Stargate dominated the debate at Davos for the rest of the week, with many, including Elon Musk, taking to the social networking site X to ask how the trio were doing. It covers a wide range of costs.

The FT reported on Friday that Stargate has yet to secure the funding it seeks, does not receive any government funding, and will serve Open AI Once completed. So far, SoftBank and OpenAI each intend to commit more than $15 billion to the project, hoping to leverage equity and debt from existing backers to finance Stargate.

The new venture is seen as the latest evidence of ties between Altman and Microsoft CEO Satya Nadella and top AI executive Mustafa Suleiman, the former DeepMind founder who left his startup to join Microsoft early last year.

“Last year’s tension between Mustafa Suleiman and Sam Altman in Davos was just the beginning,” said Marc Benioff, CEO of Salesforce, which competes with Microsoft to sell AI-powered agents to businesses.

“Microsoft is now accelerating its own AI development. . . . This pattern reflects Microsoft’s history with its ‘partners,'” Benioff added.

“Mark has no idea what he’s talking about,” said Microsoft spokesman Frank Shaw.

Microsoft As of 2019, it has invested nearly $14 billion in OpenAI and in return has negotiated rights to its intellectual property and become the exclusive provider of cloud computing services. But the latter deal was terminated with Stargate’s announcement.

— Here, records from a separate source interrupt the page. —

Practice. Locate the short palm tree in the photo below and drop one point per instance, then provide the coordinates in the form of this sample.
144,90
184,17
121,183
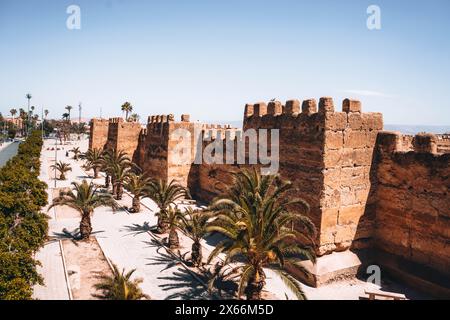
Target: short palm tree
93,159
119,286
136,185
256,219
164,195
194,224
62,168
127,108
85,198
76,152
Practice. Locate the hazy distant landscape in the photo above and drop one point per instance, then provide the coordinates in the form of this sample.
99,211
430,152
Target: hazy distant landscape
405,129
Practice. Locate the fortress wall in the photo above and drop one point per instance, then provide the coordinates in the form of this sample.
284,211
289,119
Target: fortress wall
347,203
413,207
443,143
328,156
123,136
98,135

In Davos, Nadella cast doubt on Stargate’s spending promises and Microsoft’s $80 billion capital spending spree.

“All I know is that I’m good for 80 billion dollars,” he said later Responding To Musk on social media platform X: “And all this money is not about empowering AI, but about building useful things for the real world!”

Stargate is the latest example of the infrastructure arms race for data centers in the US. Musk built xAI a A super computer called “Colossus”. In three months last year, it contained 100,000 interconnected Nvidia chips and promised to increase that number by 10 times.

BlackRock and Microsoft are preparing to launch a $30 billion AI investment fund to build data centers and energy projects to meet growing demand from the technology sector. On Friday, Meta CEO Mark Zuckerberg said the company will spend $60-65 billion on capital infrastructure this year as it expands its AI teams.

“I had constant client meetings in every sector. I don’t think there’s a single CEO I’ve talked to who doesn’t know they need to deploy AI,” said OpenAI’s Friar. “AI is not just on the agenda; It’s the agenda. It is not just an abstract concept or vision of the future. It’s here.”